Sunday, March 22, 2009

Ease of implementation.

Developing a usable compiler for a high-level language such as Haskell isn't a trivial thing to do. Any effort to trade developer time against CPU time is likely to be a wise choice. In this post I will outline a few attempts to deal with the complexity of LHC in high-level ways. Hopefully the end result won't be too slow.


Case short-circuiting.
Since case expressions in GRIN do not force the evaluation of the scrutinized value, they are usually preceded by a call to 'eval'. Then, after the 'eval' calls have been inlined, case-of-case patterns like this are very common:

do val <- case x of
[] -> unit []
CCons x xs -> unit (CCons x xs)
Ffunc a -> func a
case val of
[] -> jumpToNilCase
CCons x xs -> jumpToConsCase x xs

This is obviously inefficient since the case for Nil and Cons will be scrutinized twice. In the GRIN paper, Boquist deals with this by implementing a case short-circuiting optimization after the GRIN code has been translated to machine code.

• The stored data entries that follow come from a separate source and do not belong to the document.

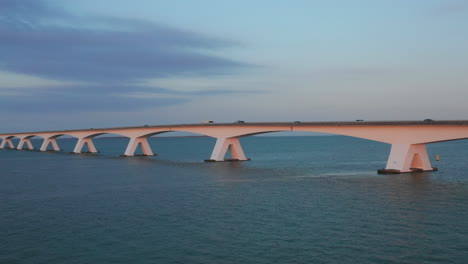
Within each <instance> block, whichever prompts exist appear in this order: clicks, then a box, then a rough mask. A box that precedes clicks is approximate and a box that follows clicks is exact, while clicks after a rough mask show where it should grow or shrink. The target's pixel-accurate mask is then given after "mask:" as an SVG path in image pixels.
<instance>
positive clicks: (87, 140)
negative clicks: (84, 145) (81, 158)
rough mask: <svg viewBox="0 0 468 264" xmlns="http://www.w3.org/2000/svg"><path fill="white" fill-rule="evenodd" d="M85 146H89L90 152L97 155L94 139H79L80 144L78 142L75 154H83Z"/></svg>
mask: <svg viewBox="0 0 468 264" xmlns="http://www.w3.org/2000/svg"><path fill="white" fill-rule="evenodd" d="M85 144H86V145H87V146H88V151H89V152H91V153H97V150H96V147H95V146H94V143H93V139H92V138H78V142H76V145H75V148H74V149H73V153H76V154H79V153H81V152H82V150H83V147H84V145H85Z"/></svg>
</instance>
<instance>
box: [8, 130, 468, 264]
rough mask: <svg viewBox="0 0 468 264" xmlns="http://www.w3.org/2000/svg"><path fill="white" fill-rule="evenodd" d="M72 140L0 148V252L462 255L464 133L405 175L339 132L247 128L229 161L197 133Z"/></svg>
mask: <svg viewBox="0 0 468 264" xmlns="http://www.w3.org/2000/svg"><path fill="white" fill-rule="evenodd" d="M74 142H75V141H74V140H71V139H63V140H59V145H60V147H61V148H63V152H64V153H51V152H47V153H40V152H30V151H13V150H1V151H0V263H11V264H14V263H48V264H52V263H468V163H467V159H468V142H467V141H453V142H445V143H438V144H433V145H429V146H428V150H429V154H430V156H431V157H434V156H435V154H441V157H442V159H441V161H439V162H436V161H433V166H436V167H439V169H440V170H439V171H438V172H433V173H419V174H401V175H378V174H377V173H376V170H377V169H380V168H383V167H384V166H385V163H386V159H387V157H388V153H389V145H386V144H381V143H376V142H371V141H366V140H360V139H355V138H349V137H340V136H317V137H249V138H245V139H242V141H241V142H242V144H243V147H244V150H245V152H246V155H247V156H248V157H250V158H252V160H251V161H248V162H226V163H204V162H202V160H204V159H207V158H209V156H210V154H211V150H212V147H213V145H214V140H213V139H210V138H203V137H201V138H152V139H151V145H152V148H153V150H154V152H155V153H158V154H159V155H158V156H156V157H134V158H119V157H118V155H120V154H122V153H123V152H124V150H125V146H126V143H127V142H128V140H126V139H119V138H114V139H96V140H95V144H96V147H97V148H98V149H99V150H100V151H101V153H99V154H80V155H76V154H68V153H65V152H69V151H71V150H72V149H73V146H74ZM34 144H35V145H36V147H38V146H39V144H40V142H34Z"/></svg>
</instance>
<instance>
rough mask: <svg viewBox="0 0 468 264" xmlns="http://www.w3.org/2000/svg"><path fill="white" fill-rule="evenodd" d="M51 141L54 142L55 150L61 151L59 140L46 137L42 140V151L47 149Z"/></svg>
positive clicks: (55, 150)
mask: <svg viewBox="0 0 468 264" xmlns="http://www.w3.org/2000/svg"><path fill="white" fill-rule="evenodd" d="M49 143H50V144H52V148H53V149H54V151H60V148H59V147H58V144H57V141H56V140H55V138H46V139H44V142H42V145H41V149H40V150H41V151H47V147H48V146H49Z"/></svg>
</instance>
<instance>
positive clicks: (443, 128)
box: [0, 120, 468, 173]
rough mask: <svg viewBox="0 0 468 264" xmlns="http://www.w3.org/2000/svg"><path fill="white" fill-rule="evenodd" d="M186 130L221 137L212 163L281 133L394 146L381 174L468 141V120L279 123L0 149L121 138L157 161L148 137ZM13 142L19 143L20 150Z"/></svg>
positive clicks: (139, 128) (165, 130) (28, 141)
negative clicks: (387, 143)
mask: <svg viewBox="0 0 468 264" xmlns="http://www.w3.org/2000/svg"><path fill="white" fill-rule="evenodd" d="M173 131H181V132H191V133H197V134H200V135H205V136H209V137H213V138H216V144H215V146H214V149H213V152H212V154H211V157H210V159H208V160H206V161H228V159H225V156H226V153H227V152H228V151H230V153H231V157H232V159H229V161H232V160H235V161H243V160H249V159H248V158H246V156H245V154H244V151H243V149H242V146H241V144H240V142H239V138H241V137H246V136H252V135H258V134H264V133H271V132H282V131H309V132H322V133H329V134H337V135H344V136H351V137H357V138H363V139H368V140H374V141H378V142H384V143H388V144H391V150H390V155H389V158H388V161H387V165H386V168H385V169H382V170H379V173H405V172H415V171H417V172H419V171H433V170H437V169H436V168H433V167H432V166H431V163H430V160H429V157H428V154H427V150H426V144H430V143H436V142H443V141H450V140H460V139H466V138H468V120H458V121H432V120H424V121H356V122H297V121H296V122H275V123H242V122H240V123H211V124H205V123H204V124H178V125H155V126H148V125H145V126H136V127H114V128H90V129H77V130H59V131H42V132H21V133H6V134H0V139H1V140H2V143H1V144H0V149H17V150H23V149H25V148H26V149H28V150H33V149H34V148H33V145H32V143H31V138H33V137H40V138H43V139H44V140H43V142H42V145H41V147H40V149H39V150H40V151H47V149H48V148H49V146H50V147H51V148H52V149H53V151H60V148H59V146H58V144H57V141H56V139H57V138H58V137H60V136H64V135H67V136H71V137H75V138H77V139H78V141H77V143H76V146H75V148H74V150H73V152H72V153H82V151H83V147H84V145H85V144H86V145H87V147H88V150H89V152H92V153H96V152H97V150H96V147H95V146H94V144H93V138H94V137H96V136H99V135H103V134H117V135H120V136H124V137H128V138H130V141H129V143H128V146H127V148H126V150H125V153H124V154H123V155H122V156H134V155H135V151H136V149H137V148H138V146H140V147H141V150H142V151H143V155H147V156H152V155H154V154H153V151H152V149H151V147H150V145H149V143H148V140H147V139H148V137H151V136H153V135H156V134H161V133H167V132H173ZM13 139H19V143H18V145H17V146H16V147H15V146H14V144H13Z"/></svg>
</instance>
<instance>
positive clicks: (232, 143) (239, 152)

However, dealing with optimizations on the machine code level is quite a tricky thing to do and I'd much rather implement this optimization in GRIN. By making aggressive use of small functions we can do exactly that:

do case x of
[] -> jumpToNilCase
CCons x xs -> jumpToConsCase x xs
Ffunc a -> do val <- func a; checkCase val

checkCase val =
case val of
[] -> jumpToNilCase
CCons x xs -> jumpToConsCase x xs



Register allocation and tail calls.
Using a fixed calling convention is not necessary for whole-program compilers like LHC. Instead, we choose to create a new calling method for each procedure (this is easier than it sounds).
This has the obvious consequence of requiring the convention for return values to be identical for procedures that invoke each other with tail-calls. This was deemed an unacceptable restriction in the GRIN paper, and all tail-calls were subsequently removed before register allocation took place. Afterwards, another optimization step reintroduced tail-calls where possible.
I believe this is too much trouble for too little gain. The possible performance hit is out-weighed by the ease of implementation and the guarantee of tail-calls.


Simple node layout.
An unevaluated value is represented simply by a function name (or tag) and a fixed number of arguments. This value is then overwritten once it has been evaluated. However, the new value may be bigger than what was allocated to represent the unevaluated function.
One way to deal with this is to have two different node layouts: a fixed size node for small values, and a variable size node for big values. This is the approach taken in the GRIN paper and it understandably adds quite a bit of complexity.
Another method is to use indirections. This trades smaller average node size and ease of implementation against more heap allocations.